That said, here’s why the rich valuation of its stock that trades at 22 times the estimated earnings for FY2020, is unlikely to ebb in the near term:
The cost pressures that dragged net profit down during the March quarter are mostly one-offs. Adverse foreign exchange movements increased royalty payments to its parent, Suzuki Motor Corp. Being the last quarter of the year, changes in gratuity and variable pay led to higher employee costs, which expanded by 50 basis points as a percentage of sales, when compared to the year-ago period. Meanwhile, new launches and the annual Auto Expo led to higher advertising and marketing costs, while higher power and fuel costs too added to inflated expenses.
These expenses hurt the operating margin. At 14.2%, it was only a shade better than a year ago, but fell drastically short of Bloomberg’s forecast of 15.5%.
Add to this the huge jump in interest costs during the quarter, which too was a one-off expense towards dues paid to landowners of the Manesar plant as compensation, according to court orders. This was not all. The quarter also saw a higher tax outgo. That the net profit of Rs1,818 crore therefore missed analysts’ forecasts is not surprising.

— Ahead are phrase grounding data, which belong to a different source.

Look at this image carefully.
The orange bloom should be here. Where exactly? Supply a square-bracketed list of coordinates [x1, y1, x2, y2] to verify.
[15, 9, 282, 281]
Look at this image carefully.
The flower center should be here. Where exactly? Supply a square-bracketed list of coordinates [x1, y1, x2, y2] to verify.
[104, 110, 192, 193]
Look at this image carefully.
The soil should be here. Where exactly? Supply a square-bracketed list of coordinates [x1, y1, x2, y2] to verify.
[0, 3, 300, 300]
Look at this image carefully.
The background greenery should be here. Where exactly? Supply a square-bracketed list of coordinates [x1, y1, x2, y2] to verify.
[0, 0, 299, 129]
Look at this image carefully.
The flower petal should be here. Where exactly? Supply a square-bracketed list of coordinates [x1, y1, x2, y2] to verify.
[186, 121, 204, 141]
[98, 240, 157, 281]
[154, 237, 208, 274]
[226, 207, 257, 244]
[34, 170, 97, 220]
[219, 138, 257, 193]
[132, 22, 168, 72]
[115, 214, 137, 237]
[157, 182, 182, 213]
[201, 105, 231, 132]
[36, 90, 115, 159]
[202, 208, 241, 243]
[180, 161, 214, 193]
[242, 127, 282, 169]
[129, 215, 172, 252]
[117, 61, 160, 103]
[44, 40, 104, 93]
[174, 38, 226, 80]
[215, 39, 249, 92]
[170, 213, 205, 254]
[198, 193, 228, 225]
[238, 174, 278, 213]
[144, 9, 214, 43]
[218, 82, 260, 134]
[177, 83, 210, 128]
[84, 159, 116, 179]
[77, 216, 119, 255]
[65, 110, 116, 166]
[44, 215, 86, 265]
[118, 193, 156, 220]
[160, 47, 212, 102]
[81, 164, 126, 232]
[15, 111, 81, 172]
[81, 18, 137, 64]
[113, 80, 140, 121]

Investors should realize that most of the cost pressures, barring that of rising raw material costs, are one-offs. Besides, there are positives that could back Maruti’s premium valuation on the Street. The management appears confident that the firm would continue to beat industry growth rates. Maruti has posted double-digit growth in sales volumes over the last four years.
Further, the firm’s strategic shift into higher-end vehicles in the last couple of years will lead to better realizations that could support margins. Its nimble-footed product launches have helped reduce the discounts offered. The average discount per vehicle of Rs13,880 during the March quarter was a huge cutback from earlier quarters, underscoring its brand equity amid stiff competition. Of course, the utility vehicle business that it has recently ventured into is likely to add to marketing costs.
Topping all this is the news that the company has revised the terms of royalty, where for all new models Maruti would pay its parent royalty in rupee terms and also be reimbursed with some margin for research and development work in India. This implies lower royalty in the quarters ahead and lower risk of foreign exchange fluctuations, which in turn would lower the risk to profit margins.
In other words, while the March quarter had several misses on profit and profit margins, it is unlikely to shake investor confidence in the stock.